The earliest shipbuilder recorded at Wivenhoe was John Smith, in 1580, but there are records of ships built here before then. We know that a vessel, a 47 ton ketch called the Nonsuch, was built in 1650 by a man called Page. This was probably either Robert Page or John Page who were shipwrights of Wivenhoe at about that time, but we cannot be certain which one, nor even that there was not another Page who was a shipbuilder or shipwright, and who is lost in the mist of time. The Nonsuch was sold the Commonwealth Navy in 1654, and passed to the Royal Navy in 1660, she was taken by the Dutch but recaptured. In 1667 she was sold to Sir William Warren, and in 1668 to the Hudson’s Bay Co. ‘Page’, whoever he, or they, were they, (over a sixteen year period it might well have been two in succession) is known to have built at least four other ships, namely: Fagons of 262 tons for the Commonwealth Navy in 1654, (after 1660 H.M.S. Milford) and the much smaller Hind, 54 tons in 1655, Roe 57 tons in 1665 and Wivenhoe 83 tons in 1666, all for the Royal Navy.
Moses Game was born about 1735, and was a shipbuilder at Wivenhoe in the 1780s, possibly before, and he is known to have built two ships for the Royal Navy. These are the earliest Wivenhoe built ships for which we know exactly who built them. It has always been unusual for warships to be built at Wivenhoe in peacetime, but in 1780 when they were ordered, the American War of Independence was at its height.

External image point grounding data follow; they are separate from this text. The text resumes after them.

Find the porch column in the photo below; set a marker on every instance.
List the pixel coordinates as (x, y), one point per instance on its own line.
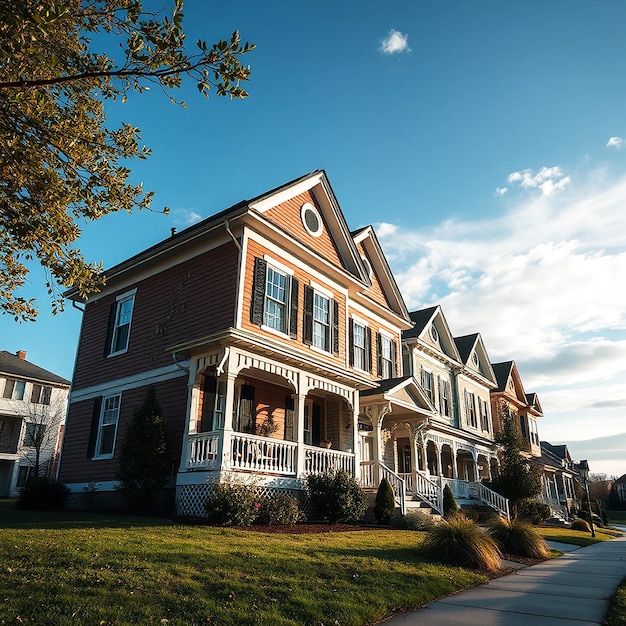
(229, 410)
(193, 391)
(299, 400)
(355, 437)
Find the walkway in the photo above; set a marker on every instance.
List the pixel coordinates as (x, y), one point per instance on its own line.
(572, 590)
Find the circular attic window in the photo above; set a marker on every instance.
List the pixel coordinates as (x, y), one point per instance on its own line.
(434, 335)
(311, 219)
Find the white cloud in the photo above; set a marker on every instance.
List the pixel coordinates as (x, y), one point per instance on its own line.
(615, 142)
(395, 43)
(547, 179)
(541, 283)
(185, 217)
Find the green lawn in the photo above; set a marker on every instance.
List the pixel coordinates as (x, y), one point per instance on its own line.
(83, 568)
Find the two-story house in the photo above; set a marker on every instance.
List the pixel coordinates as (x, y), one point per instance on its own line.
(456, 443)
(271, 335)
(33, 404)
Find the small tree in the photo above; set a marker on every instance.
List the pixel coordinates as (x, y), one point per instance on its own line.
(144, 461)
(385, 504)
(517, 479)
(450, 507)
(43, 422)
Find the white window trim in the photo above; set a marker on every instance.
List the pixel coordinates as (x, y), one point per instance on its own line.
(122, 297)
(307, 206)
(108, 455)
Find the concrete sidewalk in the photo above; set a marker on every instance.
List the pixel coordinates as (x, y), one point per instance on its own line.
(573, 589)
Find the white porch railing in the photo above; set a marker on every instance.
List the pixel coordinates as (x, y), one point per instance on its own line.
(262, 454)
(372, 472)
(429, 491)
(320, 460)
(203, 450)
(493, 499)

H.M.S. Inspector was a 310 ton ship sloop, measuring 97′ length and 27′ beam. Launched on 24th April 1782, she was copper sheathed and carried sixteen 6pdr. guns. For an architectural drawing of this vessel click here.
On 24th February 1802 she was sold and with new upper-works and good repairs first registered on 28/5/1802 to Daniel Bennett, a merchant of London, as Inspector. She was classed E1 at Lloyd’s. Her first voyage began in May 1802 to the ‘Southern Fishery’, i.e. whaling. On 6th November 1818 Lloyd’s List reported that she was, “Taken and carried into Valparaiso.” She had been captured by the brigantine El Chileno which was part of the embryonic Chilean Navy during the Chilean War of Independence. Later she was condemned at Santander as unseaworthy and broken up.
H.M.S. Comet was a 42430/94 ton 14 gun fireship. 108’9″x30’1″x9’0″. Launched on 11th November 1783. She was expended in Dunkirk Roads on 7th July 1800; one of only two occasions during the French Revolutionary War when a purpose built fireship was expended in action.
Moses Game undoubtedly built many other ships, because he was in business for many years, but their records have been lost. Because the Inspector and Comet were built for the Navy, the records for them survive. In March 1791 Moses Game was bankrupt and a farm he owned in Great Oakley was sold at auction. He was married and had at least one child.